REDnews spoke to a few New Zealanders about their preferred electric option.
Electric cars: No more visits to the gas station
EV owner Sahil Malhotra said buying his Tesla was the best choice he could have made. For him, it just made sense to purchase an EV in the same budget-range as a fuel-based car.
“We also looked at some hybrid vehicles, but we just didn’t enjoy it much as it felt like a gimmick in the name of being environmentally friendly. It didn’t feel right, whereas with the EV, it made sense,” Sahil said.
“Both big and small towns [across New Zealand] have chargers now and it’s become a lot easier to travel without any concerns, so I would 100% recommend it,” Sahil said.
EV owner Emma Morris said the financial benefits of her Polestar 2 commenced from the day her family received their car.
“Once you buy it and start using it, it starts to pay itself back. Also, you never have to go to a petrol station again which is great! It definitely has financial benefits long term.”
According to genless.govt.nz, EVs emit 60% less climate-changing emissions over their full life cycle.
E-bikes: Cost effective, health effective
E-bike owner Will Hine said he hardly noticed the power used by his electric bike, but it was clearly saving him money.
“When I use it, I don’t notice any extra difference in my power bill at home. It has saved me probably 20 dollars per workday in parking and fuel. The number one benefit...is the mental health benefit. You get to work in a much better mood, and you look forward to your commute home.”
Hine said his e-bike, an Ezee, had cost about $3800 five years ago. He estimated he had saved about $11,000 in parking and fuel over that period.
Not getting stuck in the ever-increasing Auckland rush hour traffic was a big bonus also.
Living around town? E-scooters might be your new best friend
Jay Kim lives on the Auckland city fringe and rides his e-scooter to work. He said the savings on time and money have been fantastic and his e-scooter has also helped him stick to his routine better.
“I got an e-scooter to reduce my travel times…and made it much easier and faster for me to get around…it also meant that I could sleep a little more!”
Kim said his Xiaomi Mi Home e-scooter cost him around $800 and saved him roughly $ 3000 in car costs per year.
He said he would definitely recommend an e-scooter to anyone living in and around the city – it saves them from the headache of finding a convenient parking spot.
E-mopeds: like an electric motorbike
E-mopeds look like a motor scooter but they’re electric. Often speed-limited to 50kmph, they don’t need a motorcycle licence. E-mopeds are a great option for people who live further out but want the convenience and affordability of electric and the traffic-evasion of a motor scooter.

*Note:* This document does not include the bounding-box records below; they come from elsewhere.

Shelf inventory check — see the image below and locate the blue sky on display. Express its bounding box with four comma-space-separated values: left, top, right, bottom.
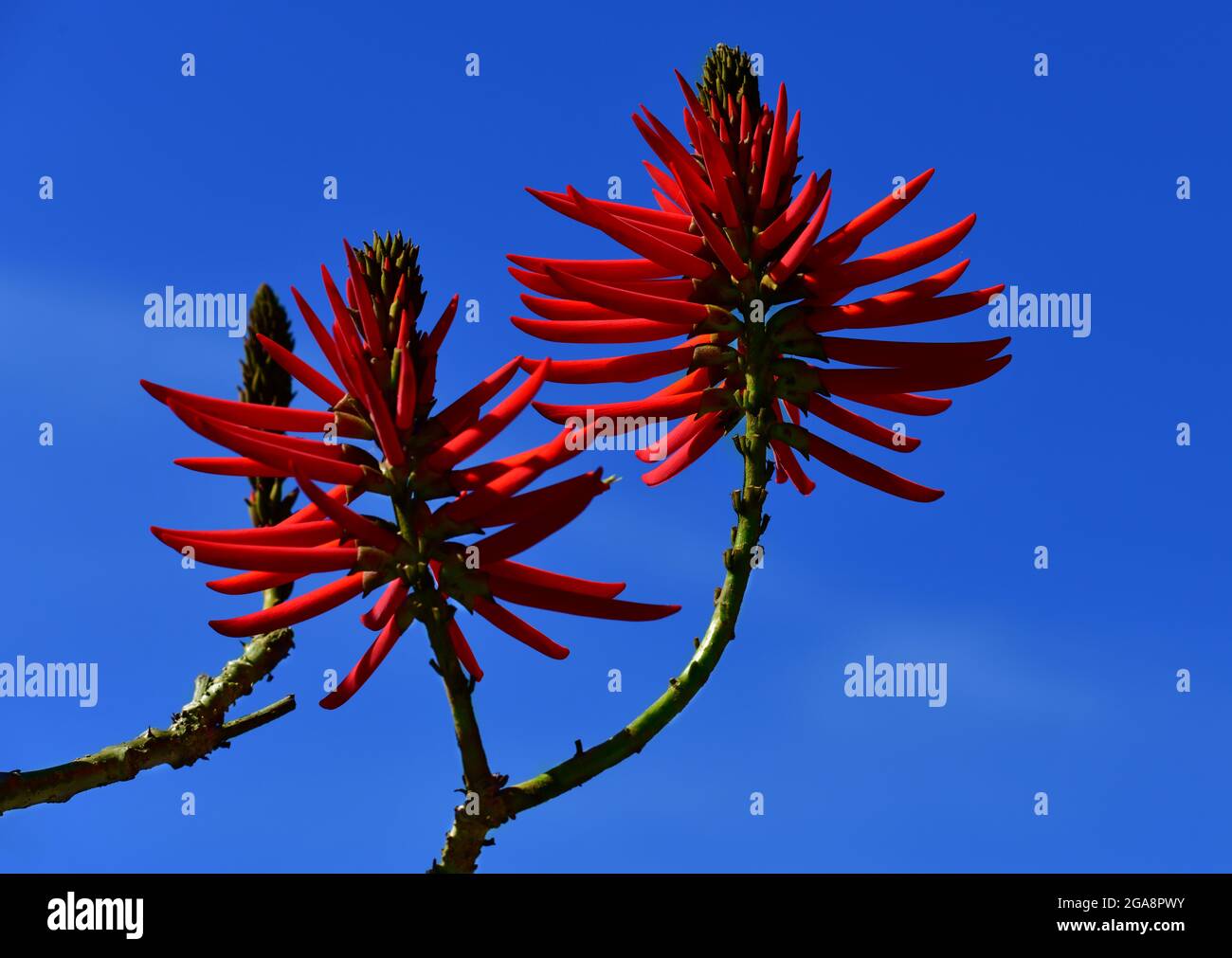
0, 0, 1232, 872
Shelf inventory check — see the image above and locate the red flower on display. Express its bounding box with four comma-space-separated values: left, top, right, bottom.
509, 67, 1010, 501
150, 234, 679, 708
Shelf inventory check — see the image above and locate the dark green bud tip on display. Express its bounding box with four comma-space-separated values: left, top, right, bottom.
354, 231, 426, 319
239, 283, 296, 407
698, 43, 761, 117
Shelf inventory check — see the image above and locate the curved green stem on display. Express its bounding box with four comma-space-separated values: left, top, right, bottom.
432, 363, 770, 873
0, 629, 296, 815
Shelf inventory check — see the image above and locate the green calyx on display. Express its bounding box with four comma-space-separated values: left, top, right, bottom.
698, 43, 761, 115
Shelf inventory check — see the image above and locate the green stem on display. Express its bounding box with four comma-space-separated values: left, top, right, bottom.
432, 356, 771, 872
0, 629, 296, 814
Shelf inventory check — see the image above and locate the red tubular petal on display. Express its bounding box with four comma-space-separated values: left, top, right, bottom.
759, 83, 788, 209
633, 412, 718, 463
450, 427, 586, 490
650, 186, 680, 212
770, 198, 825, 283
475, 599, 570, 659
488, 559, 625, 599
256, 333, 346, 407
475, 470, 608, 558
151, 526, 360, 572
360, 577, 409, 632
342, 239, 390, 359
808, 279, 1006, 333
531, 186, 714, 280
808, 395, 921, 452
286, 484, 362, 526
427, 359, 552, 469
520, 293, 628, 322
770, 440, 817, 497
527, 336, 711, 384
432, 356, 530, 435
808, 433, 945, 502
480, 469, 607, 527
175, 456, 291, 479
424, 293, 459, 356
823, 213, 976, 289
394, 342, 419, 432
296, 472, 403, 554
673, 168, 749, 276
345, 339, 407, 465
534, 393, 702, 423
488, 575, 680, 622
209, 572, 364, 639
436, 428, 592, 522
853, 393, 953, 416
509, 263, 694, 299
419, 354, 436, 407
633, 159, 685, 210
817, 356, 1011, 396
508, 254, 674, 280
544, 266, 731, 326
807, 260, 970, 333
633, 104, 718, 209
752, 173, 829, 256
543, 190, 689, 230
650, 367, 718, 399
642, 416, 723, 485
320, 616, 402, 708
814, 170, 936, 262
291, 282, 349, 386
140, 379, 334, 432
168, 400, 366, 485
153, 519, 342, 547
206, 572, 311, 596
448, 617, 483, 682
824, 336, 1010, 369
770, 402, 817, 497
509, 316, 682, 344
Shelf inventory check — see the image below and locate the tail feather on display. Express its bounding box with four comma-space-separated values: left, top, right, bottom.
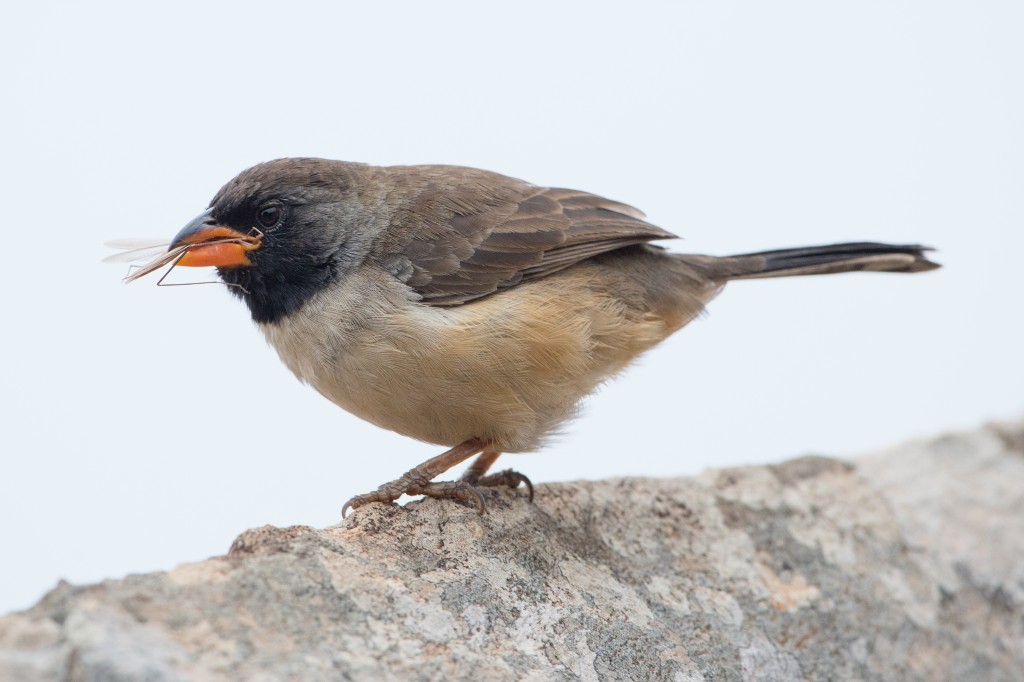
715, 242, 940, 280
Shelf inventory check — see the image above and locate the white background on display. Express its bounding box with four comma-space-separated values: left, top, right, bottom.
0, 0, 1024, 611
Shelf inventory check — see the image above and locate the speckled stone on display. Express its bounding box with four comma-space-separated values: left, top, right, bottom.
0, 423, 1024, 682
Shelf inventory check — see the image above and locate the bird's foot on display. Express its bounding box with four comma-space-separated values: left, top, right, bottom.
341, 438, 486, 518
341, 474, 486, 518
461, 469, 534, 502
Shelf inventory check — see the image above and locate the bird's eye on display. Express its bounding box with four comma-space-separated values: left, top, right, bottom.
256, 204, 285, 228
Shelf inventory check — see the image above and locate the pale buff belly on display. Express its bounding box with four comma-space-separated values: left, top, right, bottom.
263, 260, 708, 452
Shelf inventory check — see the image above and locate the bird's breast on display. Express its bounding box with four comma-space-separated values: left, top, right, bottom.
263, 262, 684, 452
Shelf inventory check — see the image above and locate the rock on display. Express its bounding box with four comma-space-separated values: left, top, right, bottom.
0, 422, 1024, 682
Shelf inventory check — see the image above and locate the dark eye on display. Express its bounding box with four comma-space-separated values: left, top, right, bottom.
256, 204, 285, 228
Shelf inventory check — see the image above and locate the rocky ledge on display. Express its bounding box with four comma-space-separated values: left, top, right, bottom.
0, 422, 1024, 681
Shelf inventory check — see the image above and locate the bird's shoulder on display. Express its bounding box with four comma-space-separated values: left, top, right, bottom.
374, 166, 676, 305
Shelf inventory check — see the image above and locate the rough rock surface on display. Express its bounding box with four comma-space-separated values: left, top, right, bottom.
6, 423, 1024, 681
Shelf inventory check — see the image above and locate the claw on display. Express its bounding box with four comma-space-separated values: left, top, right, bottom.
472, 469, 534, 502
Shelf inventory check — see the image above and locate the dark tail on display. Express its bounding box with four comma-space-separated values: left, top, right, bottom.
712, 242, 940, 280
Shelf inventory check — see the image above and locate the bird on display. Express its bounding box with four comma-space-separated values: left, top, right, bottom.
155, 158, 939, 516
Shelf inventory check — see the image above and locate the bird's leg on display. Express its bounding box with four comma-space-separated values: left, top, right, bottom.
460, 447, 534, 502
341, 438, 489, 517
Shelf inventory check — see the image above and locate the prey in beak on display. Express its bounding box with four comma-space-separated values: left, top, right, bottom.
167, 209, 263, 267
108, 209, 263, 284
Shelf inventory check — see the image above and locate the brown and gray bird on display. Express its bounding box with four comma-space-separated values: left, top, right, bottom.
163, 159, 938, 513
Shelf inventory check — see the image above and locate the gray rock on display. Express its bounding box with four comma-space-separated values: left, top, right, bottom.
0, 423, 1024, 682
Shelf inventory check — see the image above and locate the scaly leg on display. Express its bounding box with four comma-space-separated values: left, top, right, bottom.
341, 438, 489, 518
460, 449, 534, 502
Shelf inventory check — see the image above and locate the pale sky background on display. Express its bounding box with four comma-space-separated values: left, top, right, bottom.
0, 0, 1024, 612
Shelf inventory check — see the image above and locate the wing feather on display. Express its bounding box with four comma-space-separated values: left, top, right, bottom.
386, 174, 676, 305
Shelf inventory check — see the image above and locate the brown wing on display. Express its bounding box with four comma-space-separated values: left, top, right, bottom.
387, 176, 676, 305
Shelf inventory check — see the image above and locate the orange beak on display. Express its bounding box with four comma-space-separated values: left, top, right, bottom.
168, 210, 262, 267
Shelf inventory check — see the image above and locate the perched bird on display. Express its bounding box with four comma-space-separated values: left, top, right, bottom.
157, 159, 938, 514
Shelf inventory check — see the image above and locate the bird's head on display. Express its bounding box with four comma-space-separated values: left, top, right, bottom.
170, 159, 373, 323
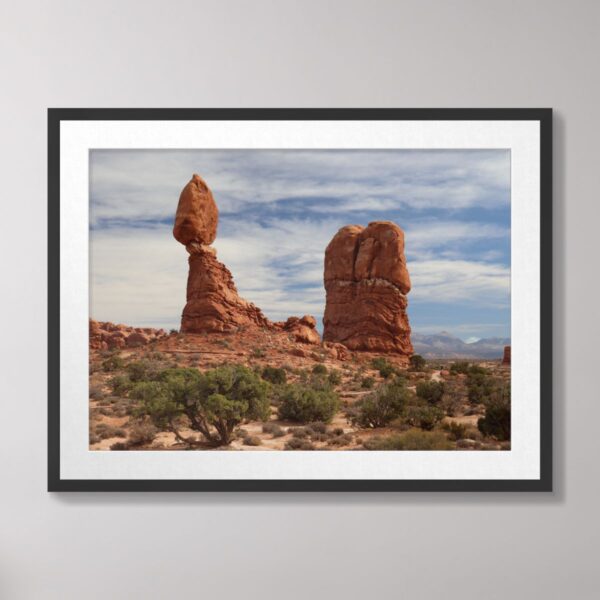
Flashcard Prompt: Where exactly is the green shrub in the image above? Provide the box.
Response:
[360,377,375,390]
[95,423,127,440]
[467,365,498,404]
[417,381,445,404]
[108,375,133,396]
[262,367,287,384]
[127,359,159,383]
[327,369,342,385]
[327,433,352,446]
[89,385,106,400]
[363,429,453,450]
[349,378,411,427]
[371,357,398,379]
[262,421,285,437]
[477,399,511,441]
[292,427,310,439]
[406,404,444,431]
[242,435,262,446]
[409,354,427,371]
[306,421,327,433]
[262,423,285,437]
[110,442,129,450]
[102,354,125,373]
[136,365,270,446]
[279,384,340,423]
[313,364,327,375]
[128,419,158,446]
[443,421,468,441]
[450,360,471,375]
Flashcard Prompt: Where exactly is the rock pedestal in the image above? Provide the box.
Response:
[173,175,320,344]
[323,221,413,357]
[181,245,270,333]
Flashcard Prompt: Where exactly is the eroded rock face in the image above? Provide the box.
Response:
[274,315,321,344]
[90,319,167,350]
[173,174,219,246]
[181,245,271,333]
[323,221,413,357]
[173,175,271,333]
[173,175,321,344]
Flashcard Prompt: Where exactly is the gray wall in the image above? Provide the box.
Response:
[0,0,600,600]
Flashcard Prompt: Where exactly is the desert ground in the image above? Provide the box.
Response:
[89,326,510,451]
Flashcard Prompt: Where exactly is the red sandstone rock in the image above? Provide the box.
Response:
[173,174,219,246]
[89,319,164,350]
[323,221,413,357]
[273,315,321,344]
[126,331,150,348]
[181,247,271,333]
[323,342,350,360]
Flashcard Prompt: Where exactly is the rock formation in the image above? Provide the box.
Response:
[323,221,413,357]
[181,242,271,333]
[173,174,219,246]
[173,175,320,344]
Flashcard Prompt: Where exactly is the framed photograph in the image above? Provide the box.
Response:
[48,109,552,491]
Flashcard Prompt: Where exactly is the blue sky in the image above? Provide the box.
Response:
[90,149,510,341]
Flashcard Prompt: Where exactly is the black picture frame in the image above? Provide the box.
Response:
[48,108,552,492]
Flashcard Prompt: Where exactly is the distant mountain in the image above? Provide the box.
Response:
[410,331,510,359]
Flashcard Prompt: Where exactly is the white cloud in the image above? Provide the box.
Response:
[90,150,510,222]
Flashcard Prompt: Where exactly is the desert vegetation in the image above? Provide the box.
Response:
[89,332,511,451]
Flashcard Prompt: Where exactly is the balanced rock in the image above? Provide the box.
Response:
[323,221,413,357]
[173,174,219,246]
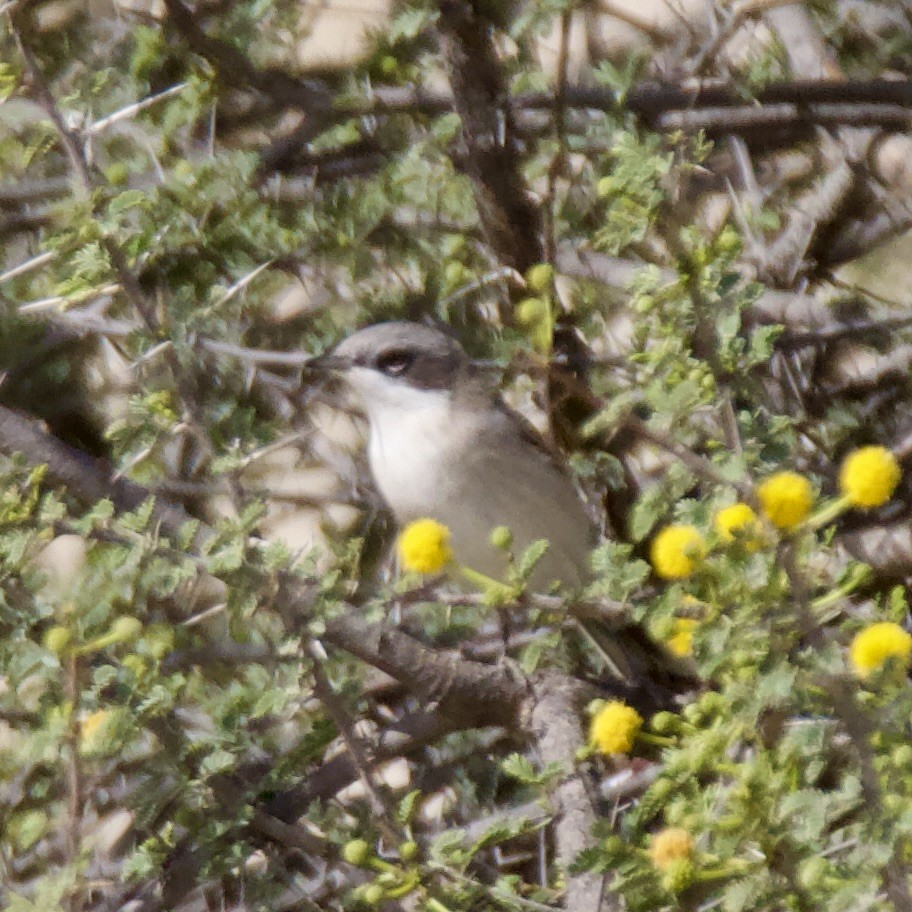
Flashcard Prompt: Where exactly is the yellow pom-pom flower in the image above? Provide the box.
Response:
[397,519,453,573]
[665,618,698,658]
[849,621,912,678]
[757,472,814,530]
[649,827,697,871]
[589,700,643,754]
[713,503,762,551]
[839,446,902,507]
[649,525,706,579]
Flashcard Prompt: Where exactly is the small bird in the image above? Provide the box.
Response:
[310,322,692,683]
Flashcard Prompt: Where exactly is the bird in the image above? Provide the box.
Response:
[309,321,689,684]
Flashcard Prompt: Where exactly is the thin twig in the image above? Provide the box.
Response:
[307,640,405,845]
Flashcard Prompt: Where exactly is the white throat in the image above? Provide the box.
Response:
[348,367,458,523]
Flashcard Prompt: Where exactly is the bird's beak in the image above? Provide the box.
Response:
[307,352,351,374]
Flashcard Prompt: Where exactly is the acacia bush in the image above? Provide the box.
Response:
[0,0,912,912]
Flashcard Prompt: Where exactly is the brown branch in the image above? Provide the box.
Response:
[159,0,332,120]
[528,676,620,912]
[439,0,544,272]
[0,406,210,545]
[321,612,526,728]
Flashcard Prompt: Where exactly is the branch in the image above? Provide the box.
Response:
[0,405,210,547]
[321,615,526,728]
[439,0,544,272]
[159,0,332,119]
[529,676,620,912]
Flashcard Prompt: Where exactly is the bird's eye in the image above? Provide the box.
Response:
[377,351,415,377]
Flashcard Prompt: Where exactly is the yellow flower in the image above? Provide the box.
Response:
[839,446,901,507]
[398,519,453,573]
[589,700,643,754]
[665,618,698,658]
[849,621,912,678]
[649,827,696,871]
[714,503,761,551]
[757,472,814,529]
[649,526,706,579]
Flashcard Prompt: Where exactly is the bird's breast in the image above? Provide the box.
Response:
[368,396,453,523]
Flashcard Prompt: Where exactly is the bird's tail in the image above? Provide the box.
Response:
[575,617,702,710]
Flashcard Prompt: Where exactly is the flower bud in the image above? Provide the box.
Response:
[342,839,371,868]
[110,614,142,642]
[399,839,418,861]
[363,883,386,906]
[526,263,554,294]
[44,626,72,656]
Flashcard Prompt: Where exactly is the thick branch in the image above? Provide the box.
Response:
[321,616,526,728]
[529,676,617,912]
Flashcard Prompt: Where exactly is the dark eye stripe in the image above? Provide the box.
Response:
[377,351,415,377]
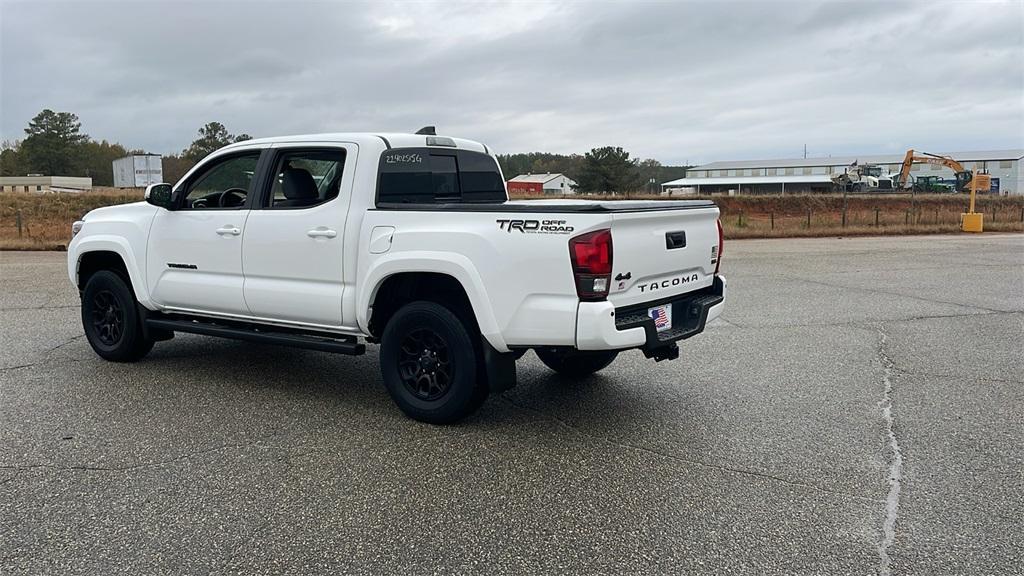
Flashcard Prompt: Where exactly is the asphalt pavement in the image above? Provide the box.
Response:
[0,234,1024,576]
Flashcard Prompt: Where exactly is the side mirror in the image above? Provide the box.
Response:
[145,183,174,210]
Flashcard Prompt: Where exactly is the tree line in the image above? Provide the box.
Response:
[0,109,687,193]
[0,109,252,187]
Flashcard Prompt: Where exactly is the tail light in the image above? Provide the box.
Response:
[715,220,725,276]
[569,229,611,301]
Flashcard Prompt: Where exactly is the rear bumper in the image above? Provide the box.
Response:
[577,276,726,350]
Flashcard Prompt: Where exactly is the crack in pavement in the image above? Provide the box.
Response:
[784,277,1014,314]
[498,394,882,503]
[0,304,82,312]
[878,325,903,576]
[0,434,287,471]
[0,334,85,372]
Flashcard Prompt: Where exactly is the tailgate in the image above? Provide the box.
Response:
[608,206,719,307]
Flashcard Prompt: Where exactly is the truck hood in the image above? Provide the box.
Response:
[82,202,154,222]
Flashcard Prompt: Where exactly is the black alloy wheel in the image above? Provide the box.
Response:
[380,300,488,424]
[398,328,454,402]
[82,270,154,362]
[91,290,125,346]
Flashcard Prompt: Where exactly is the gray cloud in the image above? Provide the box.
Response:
[0,0,1024,163]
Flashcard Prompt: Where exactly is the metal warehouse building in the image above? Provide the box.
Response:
[662,150,1024,194]
[0,174,92,193]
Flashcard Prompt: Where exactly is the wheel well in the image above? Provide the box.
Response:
[370,272,478,337]
[78,251,131,290]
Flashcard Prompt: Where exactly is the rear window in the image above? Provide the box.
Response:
[377,148,506,204]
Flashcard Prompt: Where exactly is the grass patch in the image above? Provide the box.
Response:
[0,188,1024,250]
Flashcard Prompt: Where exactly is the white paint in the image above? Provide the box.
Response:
[879,328,903,576]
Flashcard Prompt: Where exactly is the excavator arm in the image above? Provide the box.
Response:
[893,150,974,192]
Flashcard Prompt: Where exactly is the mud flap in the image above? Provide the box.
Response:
[480,337,522,394]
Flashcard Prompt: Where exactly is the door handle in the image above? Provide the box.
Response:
[306,227,338,238]
[665,232,686,250]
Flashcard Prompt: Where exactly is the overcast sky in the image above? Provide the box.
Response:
[0,0,1024,164]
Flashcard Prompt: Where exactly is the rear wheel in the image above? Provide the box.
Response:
[82,271,153,362]
[534,348,618,378]
[380,301,487,424]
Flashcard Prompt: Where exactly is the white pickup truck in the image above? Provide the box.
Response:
[68,131,725,423]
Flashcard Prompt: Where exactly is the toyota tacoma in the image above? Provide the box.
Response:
[68,130,726,423]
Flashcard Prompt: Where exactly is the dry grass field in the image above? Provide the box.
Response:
[0,189,1024,250]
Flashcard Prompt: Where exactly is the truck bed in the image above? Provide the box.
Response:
[377,200,715,213]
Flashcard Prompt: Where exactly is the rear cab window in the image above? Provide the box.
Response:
[377,148,507,204]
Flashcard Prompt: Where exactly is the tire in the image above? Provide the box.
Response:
[534,348,618,378]
[82,271,154,362]
[380,301,487,424]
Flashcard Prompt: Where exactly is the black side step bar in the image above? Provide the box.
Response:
[145,318,367,356]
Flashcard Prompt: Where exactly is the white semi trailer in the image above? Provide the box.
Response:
[114,154,164,188]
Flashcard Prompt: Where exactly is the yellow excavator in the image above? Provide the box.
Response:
[893,150,992,232]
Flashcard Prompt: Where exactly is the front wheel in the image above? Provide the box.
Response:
[380,301,487,424]
[534,348,618,378]
[82,271,153,362]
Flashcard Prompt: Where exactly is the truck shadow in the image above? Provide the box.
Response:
[139,335,706,440]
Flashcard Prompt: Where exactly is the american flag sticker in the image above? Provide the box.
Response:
[647,304,672,332]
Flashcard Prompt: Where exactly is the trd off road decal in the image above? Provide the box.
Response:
[496,219,573,234]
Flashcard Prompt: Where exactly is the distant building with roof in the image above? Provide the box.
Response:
[508,174,577,195]
[0,174,92,194]
[662,150,1024,194]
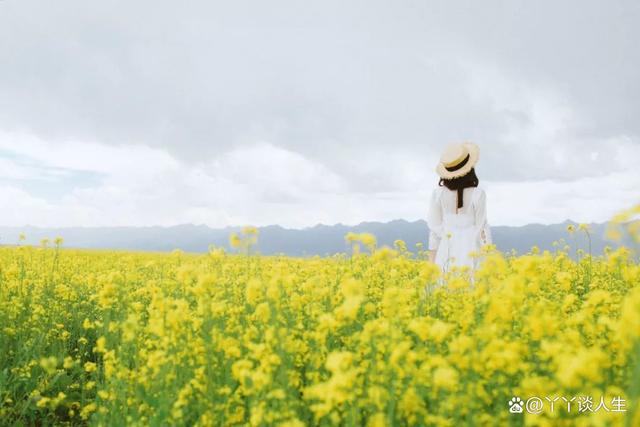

Kenny Gill from Bikes and Beyond said e-mopeds went for about $5000 brand new but their electricity demands were low.
“Even if you're riding them every day and you're charging every day it will only add about $15 to $20 into your electricity bill every month - so that's pretty cheap I reckon,” Kenny said.
Kenny said about 60% of the people buying from e-mopeds were in the 40s age bracket.
“Some people who own businesses and they need to deliver - they're using e-mopeds.”
Kenny said Domino’s Pizza in Auckland uses e-mopeds for deliveries and had bought about 60 mopeds from Bikes and Beyond.
“It helps people get to work, they don't get stuck in traffic unlike when they're driving a car and they save heaps on petrol,” he said.
“So far, the reviews have been really positive. 90% of our staff who used to drive to work uses e-mopeds now.”